Alibaba’s expansion to brick-and-mortar stores started two years ago with a series of investments and acquisitions that worth as much as US$8 billion. To strengthen the offline foray, the Chinese e-commerce giant, which earns hefty profit margin because it does not hold inventories, is rewriting its asset-light model by opening Hema Xiansheng brand and Alibaba staff-less convenience stores.
In its latest move, the company is taking a bottom-up approach in revamping China’s retailing landscape. Alibaba is reaching franchise partnerships with grocery stores in residential communities across China in a move to upgrade these shops with its technologies.
The licensed physical stores will be much smarter and well-targeted. For example, customer preferences and purchasing history data from LST, Alibaba B2B platform that’s being used in over 500k stores, will be analyzed to provide curated plans on product offerings and marketing campaigns. All-around services will be offered such as merchandise channels and orderings, logistics, marketing, and more.
“There are over 6 million community grocery stores across China, mostly family operations. 70% of such stores are based in third- to sixth-tier cities. 80 percent of the shop owners are above 45-years-old, a group that’s not accustomed to smartphone and new technologies.
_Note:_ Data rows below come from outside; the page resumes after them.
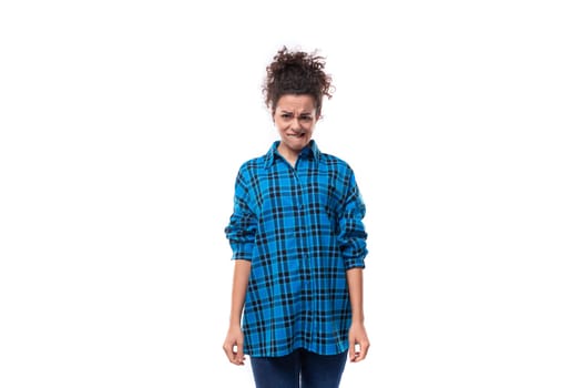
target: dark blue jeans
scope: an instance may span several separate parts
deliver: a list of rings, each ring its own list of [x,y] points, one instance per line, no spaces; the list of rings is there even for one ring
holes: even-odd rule
[[[298,349],[283,357],[251,357],[257,388],[338,388],[347,351],[321,356]]]

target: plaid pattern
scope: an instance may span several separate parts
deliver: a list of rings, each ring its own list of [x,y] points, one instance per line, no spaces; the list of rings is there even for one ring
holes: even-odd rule
[[[244,351],[336,355],[351,323],[346,269],[367,254],[365,205],[346,162],[312,141],[293,169],[278,144],[241,166],[225,228],[233,259],[252,262]]]

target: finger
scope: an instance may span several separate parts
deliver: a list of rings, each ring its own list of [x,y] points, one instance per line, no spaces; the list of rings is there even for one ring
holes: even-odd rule
[[[361,344],[358,344],[358,351],[357,351],[356,359],[354,361],[359,363],[364,360],[368,354],[368,348],[369,348],[368,341],[363,341]]]
[[[241,345],[236,345],[236,350],[234,351],[234,354],[236,364],[244,365],[245,354],[243,353],[243,343],[241,343]]]
[[[233,363],[234,359],[235,359],[235,355],[234,355],[234,351],[233,351],[233,347],[232,346],[228,346],[227,344],[224,344],[223,346],[223,350],[226,355],[226,358],[228,358],[228,361]]]
[[[351,341],[349,343],[349,360],[350,363],[354,363],[356,360],[356,357],[358,355],[356,343]]]

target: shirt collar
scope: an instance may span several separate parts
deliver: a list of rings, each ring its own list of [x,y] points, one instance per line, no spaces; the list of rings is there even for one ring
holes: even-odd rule
[[[265,155],[265,169],[270,167],[275,163],[276,157],[283,157],[277,151],[277,147],[279,146],[280,141],[277,140],[276,142],[270,145],[270,149],[268,150],[267,154]],[[312,140],[307,146],[305,146],[302,150],[302,153],[299,154],[298,159],[312,159],[315,161],[315,164],[319,163],[319,157],[321,155],[321,152],[319,151],[319,147],[315,143],[315,140]]]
The lack of technological support resulted in low efficiencies and thus meager profits despite hard work with an average daily operation time range from 12 to 15 hours,” said Lin Xiaohai, vice president of Alibaba.
Tmall.com will license more than 10,000 physical stores in China this fiscal year, the company disclosed.
The first licensed store completed its upgrade recently and was reopened to the public this Monday. Instead of the shabby designs that are typical for a community store in lower-tier cities, the upgraded store has a more modern look that’s similar to high-end convenience stores such as Lawson’s or 7-11.
E-commerce vs brick-and-mortar
E-commerce makes physical stores sound so outdated when it started to take hold in China at the beginning of this century. The heated debate on which model is going to gain supremacy in China’s retailing industry has gone non-stop since then, only peaking in 2013 when Alibaba’s Jack Ma and Wanda Group’s Wang Jianlin, Chinese tycoons in e-commerce and offline retailing industry, made a 100 million yuan (US$16 million) bet on which model would claim a bigger share of the retailing market.
A few years later, it seems that the debate is no longer applicable: the boundary between online and offline is becoming less and less clear. Both e-commerce and brick-and-mortar stores are playing—and will continue to play—crucial roles for modern retailing. A new retailing format where offline/online shopping experiences are connected and optimized through internet technologies is on the rise. Alibaba’s Jack Ma dubbed it as the New Retail.
Jack Ma might be the first to coin the term, he’s not the only one to detect this trend. Alibaba’s arch-rival JD plans to open more than 1 million JD convenience stores across the country in the next five years, in addition to launching 10,000 JD home appliance stores offline.
Meituan-Dianping also entered the field by opening its first offline concept store last month. Another tech behemoth Tencent is taking a more tentative move in venturing offline this week to open WeStore, its brick-and-mortar store for official branded merchandise.